A report from the US Department of Energy's Lawrence Berkeley National Laboratory (LBNL) says that, since 2008, turbine prices have declined by an average of 20%, but in some cases up to 33%. "The downward price pressure in the majority of the country is in fact extreme," said the laboratory's Ryan Wiser, co-author of the report. "Not only are prices declining, but you're getting larger and more efficient turbines for those lower prices."
The opportunity for Xcel, the top wind operator among US utilities, followed its 2009 request for proposals, where the winning bid for a 200MW project stalled because a rancher took legal action over allowing transmission on his land. But the apparent misfortune allowed Xcel to convince the Colorado Public Utilities Commission that reopening solicitations would benefit electricity ratepayers, which resulted in 9GW of new proposals early this year.
The winning bid, US renewables firm NextEra Energy's 200MW Limon wind project, is in a different location and comprises 125 GE 1.6MW turbines with 100-metre rotors. It cuts 40% from the price of the scuttled project by averaging roughly $35/MWh over a 25-year power-purchase agreement (PPA).
NextEra was able to provide such a low price partly because of the larger rotor-swept area - a typical GE machine has a rotor-swept area of around 80 metres.
While turbine prices have dropped worldwide as manufacturers struggle to find buyers, low natural-gas prices force US developers to compete for PPAs in a time of flat electricity demand.
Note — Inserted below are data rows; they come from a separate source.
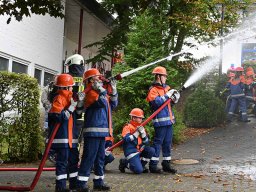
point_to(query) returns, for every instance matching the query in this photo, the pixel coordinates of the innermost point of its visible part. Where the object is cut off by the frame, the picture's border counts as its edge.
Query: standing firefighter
(237, 87)
(65, 142)
(137, 155)
(75, 64)
(97, 126)
(163, 122)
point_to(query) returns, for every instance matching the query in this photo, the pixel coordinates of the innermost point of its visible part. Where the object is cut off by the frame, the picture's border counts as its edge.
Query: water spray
(169, 58)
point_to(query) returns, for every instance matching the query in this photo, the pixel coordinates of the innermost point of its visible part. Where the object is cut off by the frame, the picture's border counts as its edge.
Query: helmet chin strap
(160, 79)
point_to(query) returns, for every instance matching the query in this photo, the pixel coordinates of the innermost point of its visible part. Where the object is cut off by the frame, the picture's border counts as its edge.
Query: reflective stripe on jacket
(57, 115)
(156, 97)
(236, 88)
(131, 143)
(98, 113)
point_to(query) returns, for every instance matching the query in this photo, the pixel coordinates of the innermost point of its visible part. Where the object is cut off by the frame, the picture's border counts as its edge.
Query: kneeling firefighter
(137, 154)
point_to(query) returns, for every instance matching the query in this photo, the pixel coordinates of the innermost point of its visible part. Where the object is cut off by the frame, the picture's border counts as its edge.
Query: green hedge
(203, 109)
(20, 133)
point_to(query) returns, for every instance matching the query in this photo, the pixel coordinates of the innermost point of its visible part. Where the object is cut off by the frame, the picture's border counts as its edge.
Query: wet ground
(227, 162)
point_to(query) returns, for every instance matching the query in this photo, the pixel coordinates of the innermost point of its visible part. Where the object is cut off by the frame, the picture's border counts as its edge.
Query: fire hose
(144, 123)
(39, 170)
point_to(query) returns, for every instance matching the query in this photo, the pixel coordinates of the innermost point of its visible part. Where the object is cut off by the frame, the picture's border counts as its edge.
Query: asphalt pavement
(226, 162)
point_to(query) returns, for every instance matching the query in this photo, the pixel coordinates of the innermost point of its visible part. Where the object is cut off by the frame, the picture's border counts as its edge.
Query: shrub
(20, 132)
(203, 109)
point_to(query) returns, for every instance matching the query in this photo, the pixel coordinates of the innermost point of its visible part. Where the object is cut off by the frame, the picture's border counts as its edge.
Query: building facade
(39, 45)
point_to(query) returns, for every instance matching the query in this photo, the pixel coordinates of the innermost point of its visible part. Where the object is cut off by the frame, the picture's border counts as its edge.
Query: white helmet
(74, 59)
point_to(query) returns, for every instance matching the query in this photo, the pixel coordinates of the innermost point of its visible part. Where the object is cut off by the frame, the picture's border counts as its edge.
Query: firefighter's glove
(113, 85)
(170, 92)
(80, 102)
(72, 106)
(175, 97)
(98, 87)
(142, 131)
(136, 134)
(81, 96)
(107, 152)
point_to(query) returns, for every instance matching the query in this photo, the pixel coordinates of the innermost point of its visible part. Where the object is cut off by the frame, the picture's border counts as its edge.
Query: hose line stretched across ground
(41, 166)
(39, 170)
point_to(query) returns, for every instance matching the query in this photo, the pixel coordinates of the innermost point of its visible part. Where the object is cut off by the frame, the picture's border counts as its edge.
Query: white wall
(36, 39)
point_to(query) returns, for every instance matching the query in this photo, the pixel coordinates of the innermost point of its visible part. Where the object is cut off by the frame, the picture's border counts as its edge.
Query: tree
(20, 8)
(199, 19)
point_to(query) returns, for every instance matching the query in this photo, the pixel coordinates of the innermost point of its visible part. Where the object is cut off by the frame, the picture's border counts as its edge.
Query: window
(38, 74)
(19, 68)
(3, 64)
(48, 77)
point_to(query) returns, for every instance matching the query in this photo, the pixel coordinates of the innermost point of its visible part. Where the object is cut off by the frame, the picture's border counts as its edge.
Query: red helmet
(231, 75)
(239, 69)
(64, 80)
(159, 70)
(91, 73)
(137, 112)
(249, 69)
(249, 73)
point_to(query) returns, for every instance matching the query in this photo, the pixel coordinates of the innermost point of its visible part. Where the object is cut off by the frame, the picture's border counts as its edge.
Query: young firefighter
(75, 65)
(250, 89)
(236, 87)
(65, 142)
(97, 126)
(48, 94)
(227, 92)
(137, 155)
(163, 122)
Technological advances have in effect upgraded GE's 1.5MW machine to 1.6MW - meaning roughly eight fewer turbines to produce 200MW. Increased blade lengths have brought an uptick in capacity factors - the percentage of power a turbine produces relative to the number on its nameplate.
Rising capacity factor
Tim Kawakami, director of purchased power for Minnesota-based Xcel's eight-state service area, said: "Capacity factors that we had seen in previous solicitations, which ran into 30% and the low forties, are now into the high forties and even 50% in some cases."
Not everyone, however, believes that the race to lower project costs is for the best. "I think it's very dangerous," said John Calaway, director of wind development for US wind and transmission firm Pattern Energy, which has recently completed major projects in California and Canada. "If we set up the expectations that those types of returns are acceptable, then the industry will suffer dramatically."
"Prices are in the tank," he said. "And that's why we're not participating at all in the centre of the United States right now. We can't make any business sense whatsoever of the economics. There are going to be people like NextEra who take low returns and, if they want to stomach it, then good luck to them. Their cost of capital is probably the lowest in the business."